我有 n 个相同大小的矩阵,想查看所有矩阵中有多少个单元格彼此相等。代码:
import numpy as np
a = np.array([[1,2,3],[4,5,6],[7,8,9]])
b = np.array([[5,6,7], [4,2,6], [7, 8, 9]])
c = np.array([2,3,4],[4,5,6],[1,2,5])
#Intuition is below but is wrong
a == b == c
如何让 Python 返回值 2(单元格 2,1 和 2,3 在所有 3 个矩阵中匹配)或 [[False, False, False], [True, False, True], [False,错,错]]?
You can do:
(a == b) & (b==c)
[[False False False]
[ True False True]
[False False False]]
For n items in, say, a list like x=[a, b, c, a, b, c], one could do:
r = x[0] == x[1]
for temp in x[2:]:
r &= x[0]==temp
The result in now in r.
If the structure is already in a 3D numpy array, one could also use:
np.amax(x,axis=2)==np.amin(x,axis=2)
The idea for the above line is that although it would be ideal to have an equal function with an axis argument, there isn't one so this line notes that if amin==amax along the axis, then all elements are equal.
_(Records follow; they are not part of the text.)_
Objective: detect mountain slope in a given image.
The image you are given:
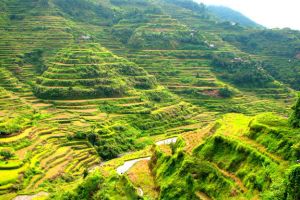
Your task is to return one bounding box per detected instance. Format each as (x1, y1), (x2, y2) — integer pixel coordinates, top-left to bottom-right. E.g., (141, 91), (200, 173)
(207, 5), (263, 28)
(0, 0), (299, 199)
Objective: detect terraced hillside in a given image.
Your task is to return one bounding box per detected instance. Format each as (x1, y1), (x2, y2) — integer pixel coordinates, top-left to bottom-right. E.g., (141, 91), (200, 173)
(149, 113), (300, 199)
(101, 1), (295, 116)
(52, 111), (300, 199)
(0, 0), (299, 199)
(34, 43), (156, 99)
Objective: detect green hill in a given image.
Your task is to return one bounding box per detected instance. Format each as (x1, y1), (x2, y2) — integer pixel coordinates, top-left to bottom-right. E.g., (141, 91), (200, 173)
(0, 0), (299, 199)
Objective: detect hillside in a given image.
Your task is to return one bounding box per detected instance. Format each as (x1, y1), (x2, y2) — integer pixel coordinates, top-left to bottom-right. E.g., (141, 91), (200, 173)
(207, 5), (262, 28)
(0, 0), (299, 200)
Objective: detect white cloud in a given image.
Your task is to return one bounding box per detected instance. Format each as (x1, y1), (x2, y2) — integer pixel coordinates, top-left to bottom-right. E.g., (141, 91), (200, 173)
(196, 0), (300, 30)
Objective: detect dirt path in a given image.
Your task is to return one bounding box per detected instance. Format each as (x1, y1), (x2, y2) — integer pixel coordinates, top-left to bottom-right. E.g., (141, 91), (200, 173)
(13, 192), (49, 200)
(155, 137), (177, 145)
(196, 191), (212, 200)
(211, 162), (247, 193)
(52, 96), (139, 103)
(127, 160), (158, 199)
(183, 124), (214, 154)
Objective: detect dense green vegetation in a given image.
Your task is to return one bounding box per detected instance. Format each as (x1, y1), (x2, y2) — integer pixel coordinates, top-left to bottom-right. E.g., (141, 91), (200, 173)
(222, 29), (300, 90)
(212, 54), (276, 88)
(286, 165), (300, 200)
(289, 94), (300, 128)
(34, 44), (156, 99)
(0, 111), (46, 135)
(146, 113), (300, 199)
(85, 120), (141, 160)
(53, 0), (115, 25)
(52, 171), (140, 200)
(223, 29), (300, 58)
(57, 111), (300, 199)
(0, 0), (299, 199)
(207, 5), (262, 28)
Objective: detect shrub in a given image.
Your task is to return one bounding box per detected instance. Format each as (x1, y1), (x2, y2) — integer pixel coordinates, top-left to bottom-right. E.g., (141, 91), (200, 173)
(87, 133), (97, 146)
(54, 172), (104, 200)
(0, 149), (14, 160)
(286, 165), (300, 200)
(85, 120), (141, 160)
(144, 89), (175, 103)
(219, 87), (234, 98)
(22, 49), (46, 74)
(9, 14), (24, 20)
(0, 112), (44, 135)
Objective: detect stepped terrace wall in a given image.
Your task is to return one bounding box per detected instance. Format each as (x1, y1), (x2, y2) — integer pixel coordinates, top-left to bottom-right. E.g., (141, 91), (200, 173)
(34, 44), (157, 100)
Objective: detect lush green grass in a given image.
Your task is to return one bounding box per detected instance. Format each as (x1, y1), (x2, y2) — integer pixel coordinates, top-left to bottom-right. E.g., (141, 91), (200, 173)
(143, 112), (300, 199)
(0, 112), (48, 136)
(150, 145), (237, 199)
(248, 113), (300, 161)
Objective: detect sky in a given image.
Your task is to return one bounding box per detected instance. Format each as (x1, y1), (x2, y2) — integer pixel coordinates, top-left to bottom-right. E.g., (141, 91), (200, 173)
(196, 0), (300, 30)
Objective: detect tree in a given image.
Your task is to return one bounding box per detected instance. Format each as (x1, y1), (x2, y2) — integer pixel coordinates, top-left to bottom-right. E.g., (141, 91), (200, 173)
(186, 173), (196, 199)
(289, 94), (300, 128)
(219, 87), (234, 98)
(87, 133), (97, 146)
(83, 168), (89, 178)
(39, 0), (49, 7)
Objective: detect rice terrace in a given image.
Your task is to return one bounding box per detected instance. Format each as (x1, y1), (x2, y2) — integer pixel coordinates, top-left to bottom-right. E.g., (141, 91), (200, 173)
(0, 0), (299, 199)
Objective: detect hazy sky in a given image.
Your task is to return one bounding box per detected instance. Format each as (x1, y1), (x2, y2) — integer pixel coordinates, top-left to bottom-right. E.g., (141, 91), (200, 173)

If the different arrays to be compared aren't already in a 3D numpy array (or won't be in the future), looping the list is a fast and easy approach. Although I generally agree with avoiding Python loops for Numpy arrays, this seems like a case where it's easier and faster (see below) to use a Python loop since the loop is only along a single axis and it's easy to accumulate the comparisons in place. Here's a timing test:
def f0(x):
r = x[0] == x[1]
for y in x[2:]:
r &= x[0]==y
def f1(x): # from @Divakar
r = ~np.any(np.diff(np.dstack(x),axis=2),axis=2)
def f2(x):
x = np.dstack(x)
r = np.amax(x,axis=2)==np.amin(x,axis=2)
# speed test
for n, size, reps in ((1000, 3, 1000), (10, 1000, 100)):
x = [np.ones((size, size)) for i in range(n)]
print n, size, reps
print "f0: ",
print timeit("f0(x)", "from __main__ import x, f0, f1", number=reps)
print "f1: ",
print timeit("f1(x)", "from __main__ import x, f0, f1", number=reps)
print
1000 3 1000
f0: 1.14673900604 # loop
f1: 3.93413209915 # diff
f2: 3.93126702309 # min max
10 1000 100
f0: 2.42633581161 # loop
f1: 27.1066679955 # diff
f2: 25.9518558979 # min max
If arrays are already in a single 3D numpy array (eg, from using x = np.dstack(x) in the above) then modifying the above function defs appropriately and with the addition of the min==max approach gives:
def g0(x):
r = x[:,:,0] == x[:,:,1]
for iy in range(x[:,:,2:].shape[2]):
r &= x[:,:,0]==x[:,:,iy]
def g1(x): # from @Divakar
r = ~np.any(np.diff(x,axis=2),axis=2)
def g2(x):
r = np.amax(x,axis=2)==np.amin(x,axis=2)
which yields:
1000 3 1000
g0: 3.9761030674 # loop
g1: 0.0599548816681 # diff
g2: 0.0313589572906 # min max
10 1000 100
g0: 10.7617051601 # loop
g1: 10.881870985 # diff
g2: 9.66712999344 # min max
另请注意,对于大型数组的列表f0 = 2.4和预构建的数组g0, g1, g2 ~= 10.,因此,如果输入数组很大,那么最快的方法大约 4 倍是将它们单独存储在列表中。我觉得这有点令人惊讶,并猜测这可能是由于缓存交换(或错误的代码?),但我不确定是否有人真正关心,所以我会在这里停止。